-
Notifications
You must be signed in to change notification settings - Fork 3k
Description
Describe the bug
When EventsCompactionConfig is configured on an App, the compaction mechanism correctly summarizes old events and appends compaction events to the session. However, Runner._get_or_create_session still calls get_session without any GetSessionConfig, loading the full event history on every invocation.
This means compaction only reduces the LLM context window — it does nothing to reduce the session loading overhead. As conversations grow longer, get_session latency degrades linearly, even though compaction has already produced summaries that could make the old raw events unnecessary for the Runner.
The architectural disconnect
EventsCompactionConfig (configured on App)
→ Compacts events for LLM context ✅
→ Does NOT reduce get_session load ❌
Runner._get_or_create_session (runners.py L375)

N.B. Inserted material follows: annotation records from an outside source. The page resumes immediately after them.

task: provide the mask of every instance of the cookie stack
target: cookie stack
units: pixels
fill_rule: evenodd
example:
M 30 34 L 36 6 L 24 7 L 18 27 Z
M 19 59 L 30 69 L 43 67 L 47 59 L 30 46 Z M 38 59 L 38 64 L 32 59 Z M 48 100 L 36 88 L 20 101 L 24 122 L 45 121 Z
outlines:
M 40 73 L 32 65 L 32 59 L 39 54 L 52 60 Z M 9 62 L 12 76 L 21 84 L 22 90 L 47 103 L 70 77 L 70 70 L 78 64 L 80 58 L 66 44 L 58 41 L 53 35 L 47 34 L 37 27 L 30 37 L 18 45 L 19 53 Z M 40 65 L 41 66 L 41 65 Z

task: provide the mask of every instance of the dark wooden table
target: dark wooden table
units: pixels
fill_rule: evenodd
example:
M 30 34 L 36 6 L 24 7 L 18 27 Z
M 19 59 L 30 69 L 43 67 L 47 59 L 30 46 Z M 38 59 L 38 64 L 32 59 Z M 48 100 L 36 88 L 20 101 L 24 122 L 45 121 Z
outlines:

→ Calls get_session() WITHOUT GetSessionConfig
→ Loads ALL events every time
→ Latency grows linearly with conversation length
The GetSessionConfig class already supports num_recent_events and after_timestamp filtering, and all session service implementations (InMemorySessionService, DatabaseSessionService, VertexAiSessionService) honor these parameters. But the Runner never uses them.
To Reproduce
- Create an App with
EventsCompactionConfig:
app = App(
name="my_app",
root_agent=agent,
events_compaction_config=EventsCompactionConfig(
compaction_interval=5,
overlap_size=1,
summarizer=LlmEventSummarizer(llm=my_llm),
),
)- Use
DatabaseSessionService(PostgreSQL) or any persistent session service - Have a multi-turn conversation (10+ rounds)
- Observe that
get_sessionbecomes progressively slower on each new invocation
Real-world numbers
In our production setup with a 6-stage sequential pipeline agent (Science Navigator), each conversation turn generates ~480 events (streaming chunks, tool calls, tool responses, text finals). After 10 turns:
- ~4,800 events accumulated per session
get_sessiontakes 70+ seconds (viaHttpSessionService→ PostgreSQLDatabaseSessionService)- Compaction events exist in the session but the Runner still loads all 4,800 raw events
Expected behavior
When EventsCompactionConfig is configured, the Runner should be aware that compacted summaries exist and avoid loading the full event history. Possible approaches:
-
Runner should pass
GetSessionConfigtoget_session— After compaction has run, the Runner knows which events are summarized. It should only load the compaction event(s) + recent un-compacted events. -
EventsCompactionConfigshould inform session loading — The compaction config could derive appropriateGetSessionConfigparameters (e.g., only load events after the last compaction timestamp). -
At minimum, expose
GetSessionConfigviaRunConfig— As proposed in Allow limiting num. of Session events fetched when calling Runner.run_async #3562 and PR feat(runners): Add get_session_config property to RunConfig #3662, allow users to control how many events are loaded. But ideally the framework should do this automatically when compaction is configured.
Environment
- ADK version: 1.26.0
- Python: 3.12
- Session service:
DatabaseSessionService(PostgreSQL, accessed via HTTP microservice) - Agent type: Multi-stage
SequentialAgentwithParallelAgentsub-stages
Related issues
- VertexAiSessionService.get_session Becomes Super Slow When There Are Higher Numbers of Session Events #3039 —
VertexAiSessionService.get_sessionbecomes super slow with many events - Allow limiting num. of Session events fetched when calling Runner.run_async #3562 — Allow limiting num. of Session events fetched when calling
Runner.run_async - PR feat(runners): Add get_session_config property to RunConfig #3662 —
feat(runners): Add get_session_config property to RunConfig(still open)
Analysis
The root cause is that compaction and session loading are designed as two independent systems:
- Compaction (in
apps/compaction.py) runs post-invocation and appends summary events - Session loading (in
runners.py) runs pre-invocation and loads everything
There is no feedback loop between them. Even after compaction has run successfully, the next invocation still loads all original events + the compaction event.
PR #3662 would help as a workaround (letting users manually set num_recent_events), but the ideal fix is for the Runner to automatically leverage compaction metadata to optimize session loading — making EventsCompactionConfig a true end-to-end optimization rather than just an LLM context optimization.